How to find TF-IDF of specific words?

Hi experts. I am new to Knime. I have 5 text files named, 1500.txt, 1600.txt.....1900.txt. Using Python I selected 200 most frequently used words from 1500.txt and compared those words with other text files. The following is an example of those words:-

Words 1500  1600 1700  1800  1900 
love 1775 904 897 887 798
great 1564 832 2044 2025 1574
good 1508 1599 2009 1671 1329
thee 1494 1644 1023 339 75
lord 1203 877 2110 823 84

 

Now the question is, I want to calculate TF-IDF of these 200 words in each text file. I am attaching the list of 200 words for ready reference. I hope you all understand my question.

Best wishes

Alam

Hi Alam,

you can either use the Math Formula node or the Java Snippet node. The correspondent formula(s) can be found here:

https://en.wikipedia.org/wiki/Tf–idf

I hope that's what you were looking for.

Best,
Marc

Thanks Marc. Actually i dont know which nods i will use and how i will do it?

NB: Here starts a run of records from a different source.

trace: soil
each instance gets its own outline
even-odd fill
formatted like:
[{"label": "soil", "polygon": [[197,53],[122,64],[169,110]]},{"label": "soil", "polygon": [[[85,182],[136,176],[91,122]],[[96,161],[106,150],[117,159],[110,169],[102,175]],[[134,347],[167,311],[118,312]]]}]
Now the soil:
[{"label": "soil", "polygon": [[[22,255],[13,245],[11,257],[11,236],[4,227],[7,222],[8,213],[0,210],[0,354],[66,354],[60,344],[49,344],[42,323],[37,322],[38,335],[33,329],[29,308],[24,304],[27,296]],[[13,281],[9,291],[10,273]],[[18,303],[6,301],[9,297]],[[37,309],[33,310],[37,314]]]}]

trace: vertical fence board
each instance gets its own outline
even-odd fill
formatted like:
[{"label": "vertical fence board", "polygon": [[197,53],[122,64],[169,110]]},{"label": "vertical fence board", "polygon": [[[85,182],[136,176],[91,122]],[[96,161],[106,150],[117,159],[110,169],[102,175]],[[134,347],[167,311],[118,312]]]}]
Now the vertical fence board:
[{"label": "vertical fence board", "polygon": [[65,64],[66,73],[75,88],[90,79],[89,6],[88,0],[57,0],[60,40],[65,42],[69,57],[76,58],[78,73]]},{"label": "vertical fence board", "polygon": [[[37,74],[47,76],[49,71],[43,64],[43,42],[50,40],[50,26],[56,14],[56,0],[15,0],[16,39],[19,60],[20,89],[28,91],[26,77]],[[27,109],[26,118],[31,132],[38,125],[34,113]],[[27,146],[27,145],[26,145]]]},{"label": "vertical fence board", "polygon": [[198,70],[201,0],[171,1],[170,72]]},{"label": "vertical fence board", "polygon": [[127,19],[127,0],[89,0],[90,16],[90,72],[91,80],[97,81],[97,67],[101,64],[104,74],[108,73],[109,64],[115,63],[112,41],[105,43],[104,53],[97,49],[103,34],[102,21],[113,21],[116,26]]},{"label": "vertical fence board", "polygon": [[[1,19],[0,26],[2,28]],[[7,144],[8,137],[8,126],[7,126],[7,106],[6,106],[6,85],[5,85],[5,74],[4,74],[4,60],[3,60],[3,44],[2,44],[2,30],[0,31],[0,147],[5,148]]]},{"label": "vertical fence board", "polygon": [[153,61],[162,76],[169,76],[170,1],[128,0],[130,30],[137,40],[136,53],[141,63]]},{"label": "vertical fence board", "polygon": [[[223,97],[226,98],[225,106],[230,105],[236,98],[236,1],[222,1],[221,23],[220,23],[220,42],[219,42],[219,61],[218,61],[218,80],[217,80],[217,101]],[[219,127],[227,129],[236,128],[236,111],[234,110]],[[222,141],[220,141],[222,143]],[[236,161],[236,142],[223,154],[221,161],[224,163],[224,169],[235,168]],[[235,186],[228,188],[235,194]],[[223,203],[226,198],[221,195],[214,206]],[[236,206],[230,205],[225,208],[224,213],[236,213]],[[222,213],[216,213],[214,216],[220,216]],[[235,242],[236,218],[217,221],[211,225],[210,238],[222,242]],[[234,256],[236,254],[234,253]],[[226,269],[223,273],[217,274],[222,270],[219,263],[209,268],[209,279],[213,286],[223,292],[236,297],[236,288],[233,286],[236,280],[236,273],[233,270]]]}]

Can you you please help to making the workflow and creating the step by step nods?

Best wishes

Alam

You can import the data from your CSV file using the CSV Reader node. Thereafter you can use one or more Math Formula nodes to calculate whatever you want (normalized term frequency, inverse document frequency). Alternatively you can use the Java Snippet node if you are familiar to Java.

If you still don't understand what I mean, you may find some tutorials and example workflows somewhere on the KNIME homepage.

Good luck! :-)

Marc

Thanks a lot Marc :)

This topic was automatically closed 90 days after the last reply. New replies are no longer allowed.